The screen looks much nicer, with a black bezel and glass overlay. If you don't need a capacitive touchscreen, check out the resistive touch version.
This updated design fits perfectly onto the Pi Zero, Pi 3, Pi 2 or Model A+, B+! (Any Pi with a 2x20 connector) Not for use with an old Pi 1 with 2x13 connector. This version also has all 40 pins GPIO pins brought out so you can connect a 40-pin GPIO cable underneath.
The display and touchscreen uses the hardware I2C Pins (SDA & SCL), SPI pins (SCK, MOSI, MISO, CE0) as well as GPIO #25 and #24. All other GPIO are unused and you can still share the I2C pins with sensors, LED drivers, etc. Since we had a tiny bit of space, there's 4 slim tactile switches wired to four GPIOs, that you can use if you want to make a basic user interface. For example, you can use one as a power on/off button.
Use it for console access or easily pop up X11 onto the PiTFT for a mini monitor, although its rather small at 320x240. Instead, we recommend using PyGame or other SDL-drawing programs to write onto the frame buffer.

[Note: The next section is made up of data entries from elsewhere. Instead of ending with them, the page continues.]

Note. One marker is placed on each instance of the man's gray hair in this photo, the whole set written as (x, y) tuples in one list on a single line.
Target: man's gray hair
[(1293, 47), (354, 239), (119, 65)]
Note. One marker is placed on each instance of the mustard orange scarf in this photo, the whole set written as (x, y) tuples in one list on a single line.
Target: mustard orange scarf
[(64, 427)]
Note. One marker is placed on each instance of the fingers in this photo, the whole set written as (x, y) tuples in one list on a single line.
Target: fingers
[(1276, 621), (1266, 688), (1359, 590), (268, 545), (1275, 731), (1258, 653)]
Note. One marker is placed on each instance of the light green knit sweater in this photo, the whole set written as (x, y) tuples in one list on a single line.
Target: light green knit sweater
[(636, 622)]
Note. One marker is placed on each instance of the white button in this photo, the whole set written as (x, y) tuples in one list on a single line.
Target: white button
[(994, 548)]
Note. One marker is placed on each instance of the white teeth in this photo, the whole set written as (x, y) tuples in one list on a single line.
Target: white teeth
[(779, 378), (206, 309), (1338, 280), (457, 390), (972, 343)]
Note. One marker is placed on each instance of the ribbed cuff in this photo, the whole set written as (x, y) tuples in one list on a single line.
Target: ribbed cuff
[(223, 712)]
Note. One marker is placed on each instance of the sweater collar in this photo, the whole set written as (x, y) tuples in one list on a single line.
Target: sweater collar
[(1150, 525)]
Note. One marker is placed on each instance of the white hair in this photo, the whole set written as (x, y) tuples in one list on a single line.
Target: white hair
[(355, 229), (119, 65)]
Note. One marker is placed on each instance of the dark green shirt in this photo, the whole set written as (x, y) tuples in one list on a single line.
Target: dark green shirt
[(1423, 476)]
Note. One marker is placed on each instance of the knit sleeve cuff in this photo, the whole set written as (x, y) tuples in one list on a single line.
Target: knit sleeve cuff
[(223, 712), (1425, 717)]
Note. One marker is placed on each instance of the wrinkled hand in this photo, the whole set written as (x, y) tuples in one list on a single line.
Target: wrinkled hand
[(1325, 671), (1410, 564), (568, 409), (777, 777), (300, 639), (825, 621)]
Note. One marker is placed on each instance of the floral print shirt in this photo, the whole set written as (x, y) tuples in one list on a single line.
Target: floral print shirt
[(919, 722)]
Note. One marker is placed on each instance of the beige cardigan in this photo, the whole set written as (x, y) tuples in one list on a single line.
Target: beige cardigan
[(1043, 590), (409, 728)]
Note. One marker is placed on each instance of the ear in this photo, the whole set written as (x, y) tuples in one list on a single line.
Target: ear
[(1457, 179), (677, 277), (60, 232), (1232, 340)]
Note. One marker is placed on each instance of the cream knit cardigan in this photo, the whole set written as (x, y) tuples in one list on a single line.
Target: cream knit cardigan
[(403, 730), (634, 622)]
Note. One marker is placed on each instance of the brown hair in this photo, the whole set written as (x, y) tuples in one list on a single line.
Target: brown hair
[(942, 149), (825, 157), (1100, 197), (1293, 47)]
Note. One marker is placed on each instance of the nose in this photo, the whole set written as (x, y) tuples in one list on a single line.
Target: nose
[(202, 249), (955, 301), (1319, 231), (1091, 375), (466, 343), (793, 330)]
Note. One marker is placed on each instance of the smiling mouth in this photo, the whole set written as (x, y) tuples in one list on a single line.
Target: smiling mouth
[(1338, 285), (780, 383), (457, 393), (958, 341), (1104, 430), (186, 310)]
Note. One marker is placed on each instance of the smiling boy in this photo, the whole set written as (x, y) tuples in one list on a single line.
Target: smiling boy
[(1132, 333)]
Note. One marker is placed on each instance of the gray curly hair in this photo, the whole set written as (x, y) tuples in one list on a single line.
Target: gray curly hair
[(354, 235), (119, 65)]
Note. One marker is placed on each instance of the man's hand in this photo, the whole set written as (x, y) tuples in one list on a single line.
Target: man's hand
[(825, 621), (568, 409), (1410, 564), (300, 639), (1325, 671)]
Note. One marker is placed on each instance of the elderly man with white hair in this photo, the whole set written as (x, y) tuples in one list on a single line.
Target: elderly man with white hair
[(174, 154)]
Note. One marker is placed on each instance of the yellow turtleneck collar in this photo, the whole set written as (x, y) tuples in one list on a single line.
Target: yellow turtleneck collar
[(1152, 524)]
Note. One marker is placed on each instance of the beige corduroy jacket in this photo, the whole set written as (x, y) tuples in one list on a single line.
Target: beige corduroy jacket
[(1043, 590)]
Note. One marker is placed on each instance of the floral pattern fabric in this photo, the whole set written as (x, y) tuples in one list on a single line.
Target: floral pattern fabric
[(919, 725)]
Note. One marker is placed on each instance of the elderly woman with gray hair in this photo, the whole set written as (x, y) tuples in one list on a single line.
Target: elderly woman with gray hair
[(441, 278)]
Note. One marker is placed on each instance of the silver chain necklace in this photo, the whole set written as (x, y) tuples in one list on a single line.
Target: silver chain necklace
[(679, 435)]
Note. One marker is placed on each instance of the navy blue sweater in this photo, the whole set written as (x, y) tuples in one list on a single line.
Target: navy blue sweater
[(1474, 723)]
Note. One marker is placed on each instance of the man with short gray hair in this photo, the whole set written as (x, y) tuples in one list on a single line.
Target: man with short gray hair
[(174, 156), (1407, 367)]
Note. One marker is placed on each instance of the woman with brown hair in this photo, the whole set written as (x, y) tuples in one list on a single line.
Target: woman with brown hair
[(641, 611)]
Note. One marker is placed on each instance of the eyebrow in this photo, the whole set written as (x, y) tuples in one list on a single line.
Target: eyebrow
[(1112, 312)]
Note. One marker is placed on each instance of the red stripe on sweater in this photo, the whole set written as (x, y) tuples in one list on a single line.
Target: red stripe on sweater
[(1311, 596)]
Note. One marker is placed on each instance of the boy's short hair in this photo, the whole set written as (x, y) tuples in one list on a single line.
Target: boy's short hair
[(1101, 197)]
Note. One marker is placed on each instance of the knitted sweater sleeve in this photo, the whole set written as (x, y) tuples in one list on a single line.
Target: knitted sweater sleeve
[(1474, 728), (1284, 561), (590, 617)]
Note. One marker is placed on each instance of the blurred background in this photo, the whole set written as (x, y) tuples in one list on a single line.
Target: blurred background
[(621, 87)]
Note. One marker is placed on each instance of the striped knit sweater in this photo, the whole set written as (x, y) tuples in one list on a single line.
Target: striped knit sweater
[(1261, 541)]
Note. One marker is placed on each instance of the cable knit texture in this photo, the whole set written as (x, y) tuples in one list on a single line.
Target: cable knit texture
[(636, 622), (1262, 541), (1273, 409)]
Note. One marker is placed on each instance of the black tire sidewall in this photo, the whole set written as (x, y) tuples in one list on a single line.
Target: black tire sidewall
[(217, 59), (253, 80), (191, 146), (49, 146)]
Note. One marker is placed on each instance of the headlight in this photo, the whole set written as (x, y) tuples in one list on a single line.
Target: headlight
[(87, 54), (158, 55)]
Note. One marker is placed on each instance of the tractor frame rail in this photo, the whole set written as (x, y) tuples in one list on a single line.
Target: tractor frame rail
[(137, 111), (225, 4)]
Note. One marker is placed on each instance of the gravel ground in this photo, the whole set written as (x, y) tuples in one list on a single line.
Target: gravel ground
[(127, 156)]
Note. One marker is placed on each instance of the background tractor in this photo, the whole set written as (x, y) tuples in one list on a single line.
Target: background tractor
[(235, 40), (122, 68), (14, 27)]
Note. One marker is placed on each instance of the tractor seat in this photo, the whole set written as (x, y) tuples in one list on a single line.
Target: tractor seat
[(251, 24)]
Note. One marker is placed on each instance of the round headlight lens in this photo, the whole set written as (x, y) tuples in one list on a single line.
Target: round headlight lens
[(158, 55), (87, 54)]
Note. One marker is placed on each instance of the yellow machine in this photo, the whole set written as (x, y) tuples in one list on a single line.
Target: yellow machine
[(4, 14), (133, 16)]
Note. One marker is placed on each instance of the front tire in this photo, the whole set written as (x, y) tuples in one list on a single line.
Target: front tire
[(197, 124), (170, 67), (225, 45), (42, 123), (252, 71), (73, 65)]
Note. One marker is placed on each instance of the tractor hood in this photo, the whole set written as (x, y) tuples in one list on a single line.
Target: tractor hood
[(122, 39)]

Raspberry Pi computer and enclosure not included! As of July 22nd, 2015 this display comes fully assembled with tactile switches too
Check out Adafruit's detailed tutorial on how to play videos, display images, and otherwise customize your PiTFT.
TECHNICAL DETAILS
- Screen Dimensions: 50mm x 69mm x 4mm / 2" x 2.7" x 0.16"
- PCB Dimensions: 56mm x 85mm x 11mm / 2.2" x 3.3" x 0.4"
- Weight: 47g
Datasheets, EagleCAD PCB files, Fritzing object and more in the tutorial!
Please note at this time the Pi Kernel we have does not come with support for built-in Pi 3 Bluetooth. There is no ETA when Adafruit will have this fixed.